To earn the Social Justice Studies (SJS) distinction, you must successfully complete at least 3 SJS course sections in addition to the Social Transformation Capstone (CAP201). The SJS course schedule is carefully designed to allow you to complete the distinction alongside your degree. Aside from CAP201, you are welcome to choose any SJS course sections that fit your interests and goals.

What to Expect

Each semester, a cluster of special Social Justice Studies course sections will be offered. These courses are specially designed to engage students in an ongoing dialogue about the meaning of social justice and in an exploration of the most compassionate, equitable, and inclusive practices and strategies for achieving more just societies. The content of these courses provides opportunities for students to explore how their individual identities, cultural backgrounds, and chosen disciplines situate them in relation to systems of power and privilege. Enrollment in these courses will also offer students an opportunity to form meaningful relationships with instructors and fellow students who share their desire to co-create a more just and sustainable future.

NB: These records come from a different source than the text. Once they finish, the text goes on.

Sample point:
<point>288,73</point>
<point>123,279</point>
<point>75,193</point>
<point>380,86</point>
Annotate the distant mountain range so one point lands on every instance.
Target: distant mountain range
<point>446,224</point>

All Harper students are encouraged to enroll in Social Justice Studies course sections and to participate in SJS programming at Harper. Social Justice Studies course sections will be designated in the course schedule by an “SJ” course section notation and a specialized title. Example: “ENG101-SJ1: Composition I/Social Justice.”


The Social Transformation Capstone (CAP201) must be successfully completed in order to earn the SJS Graduate Distinction. You are eligible to enroll in CAP201 once you have completed at least two other Social Justice Studies (SJS) course sections (see below).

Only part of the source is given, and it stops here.